A Bush administration lawyer argued that when national security is at stake, the president and his top military commanders are entrusted with setting the rules.
“The ability to locate and track an enemy submarine … is vitally important to the survival of our naval strike force … and therefore, critical to the nation’s own security,” said U.S. Solicitor General Gregory Garre. For years, the Navy has conducted training exercises off the California coast to test whether ships can detect quiet-running enemy submarines. These exercises are “in the judgment of the president and his top naval officers in the paramount interests of the United States,” he added.
Garre urged the court to throw out a Los Angeles judge’s order that put limits on the Navy’s operations.
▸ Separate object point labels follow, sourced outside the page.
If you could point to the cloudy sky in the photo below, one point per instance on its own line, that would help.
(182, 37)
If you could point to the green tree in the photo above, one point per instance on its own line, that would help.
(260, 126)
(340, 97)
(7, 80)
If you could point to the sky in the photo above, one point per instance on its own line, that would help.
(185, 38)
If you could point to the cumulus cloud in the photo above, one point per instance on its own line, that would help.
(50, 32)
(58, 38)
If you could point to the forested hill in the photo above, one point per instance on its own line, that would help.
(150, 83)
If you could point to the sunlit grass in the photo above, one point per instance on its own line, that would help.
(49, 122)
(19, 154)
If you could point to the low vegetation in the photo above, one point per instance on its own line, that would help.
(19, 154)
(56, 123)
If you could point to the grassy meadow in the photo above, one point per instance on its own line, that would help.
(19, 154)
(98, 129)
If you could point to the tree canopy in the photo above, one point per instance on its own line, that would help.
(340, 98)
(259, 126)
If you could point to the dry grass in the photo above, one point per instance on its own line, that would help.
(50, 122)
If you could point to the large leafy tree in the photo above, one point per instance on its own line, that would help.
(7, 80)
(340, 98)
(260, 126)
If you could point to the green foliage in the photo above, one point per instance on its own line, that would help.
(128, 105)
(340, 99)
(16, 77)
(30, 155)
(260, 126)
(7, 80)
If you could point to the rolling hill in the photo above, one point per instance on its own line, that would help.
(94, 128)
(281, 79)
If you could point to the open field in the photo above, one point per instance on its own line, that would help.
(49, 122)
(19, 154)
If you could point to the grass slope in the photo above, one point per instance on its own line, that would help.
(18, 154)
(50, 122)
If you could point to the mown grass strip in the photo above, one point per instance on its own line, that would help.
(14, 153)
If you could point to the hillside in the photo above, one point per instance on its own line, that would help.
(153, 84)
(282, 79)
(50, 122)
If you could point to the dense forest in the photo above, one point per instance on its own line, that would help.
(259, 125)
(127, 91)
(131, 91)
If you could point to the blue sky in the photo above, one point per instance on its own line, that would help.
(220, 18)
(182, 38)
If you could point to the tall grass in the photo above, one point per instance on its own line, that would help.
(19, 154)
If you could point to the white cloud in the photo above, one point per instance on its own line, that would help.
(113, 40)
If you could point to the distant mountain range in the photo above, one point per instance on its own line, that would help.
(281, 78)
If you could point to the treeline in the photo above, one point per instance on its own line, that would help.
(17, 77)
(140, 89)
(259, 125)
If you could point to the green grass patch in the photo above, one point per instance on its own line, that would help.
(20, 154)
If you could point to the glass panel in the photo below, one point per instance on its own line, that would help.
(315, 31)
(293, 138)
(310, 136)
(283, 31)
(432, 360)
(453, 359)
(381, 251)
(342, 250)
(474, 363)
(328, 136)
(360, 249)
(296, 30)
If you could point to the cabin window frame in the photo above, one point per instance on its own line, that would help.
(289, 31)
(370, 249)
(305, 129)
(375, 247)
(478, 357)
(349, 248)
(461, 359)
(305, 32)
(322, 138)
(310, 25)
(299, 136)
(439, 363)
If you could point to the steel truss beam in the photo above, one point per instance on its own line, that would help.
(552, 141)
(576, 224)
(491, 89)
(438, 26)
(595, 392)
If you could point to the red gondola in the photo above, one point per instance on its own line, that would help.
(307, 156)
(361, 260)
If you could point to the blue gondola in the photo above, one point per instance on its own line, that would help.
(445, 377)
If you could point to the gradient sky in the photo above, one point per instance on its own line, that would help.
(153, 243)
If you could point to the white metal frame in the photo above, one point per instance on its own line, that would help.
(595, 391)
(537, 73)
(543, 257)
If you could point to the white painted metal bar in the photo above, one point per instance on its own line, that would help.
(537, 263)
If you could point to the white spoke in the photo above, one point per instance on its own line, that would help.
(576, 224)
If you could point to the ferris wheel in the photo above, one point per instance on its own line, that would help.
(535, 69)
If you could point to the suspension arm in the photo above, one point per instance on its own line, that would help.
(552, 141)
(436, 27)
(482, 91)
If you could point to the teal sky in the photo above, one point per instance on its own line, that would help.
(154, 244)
Acting on a suit brought by the Natural Resources Defense Council in Santa Monica, Calif., U.S. District Judge Florence-Marie Cooper ordered the Navy to shut down its high-intensity sonar whenever a whale or marine mammal is spotted within 1.25 miles of the ship.
The sonar emits a powerful sound wave in the water — as “if we had a jet engine in this courtroom and you multiplied that noise by 2,000 times,” said Los Angeles lawyer Richard Kendall, who represented the Natural Resources Defense Council. He said beaked whales, in panic, dive deeply to escape the sound, and they sometimes suffer bleeding and even death when they try to resurface. He also cited the Navy’s own estimate that 170,000 dolphins and other marine mammals would flee the sonar.
Garre, the government lawyer, agreed some marine animals might swim away, but he disputed the claim that they would be hurt or killed. “There have been beachings of beaked whales in Southern California. None have been tied to sonar operations,” he said.
The case has turned into a major dispute over whether judges, acting on a suit brought by environmentalists, have the power to halt a government project because of its failure to carry out an environmental impact statement in advance. Judge Cooper cited this failure by the Navy when she issued her order.
On Wednesday, she came under criticism from the justices.
Justice Antonin Scalia said the law requiring environmental impact statements was “procedural” only. It did not give judges the power to stop government projects, he suggested. And Chief Justice John Roberts said that in balancing the interests, the judge did not give enough weight to the Navy’s concern. He described it as the “potential that a North Korean diesel electric submarine will get within range of Pearl Harbor undetected.”
On the other side, Justices John Paul Stevens and David Souter wondered how the Navy could know its sonar would not harm the whales until it had studied the matter. “The whole theory of the environmental impact statement is we don’t really know what the harm will be,” Stevens said.
The justices are likely to hand down a ruling in the case within a few months.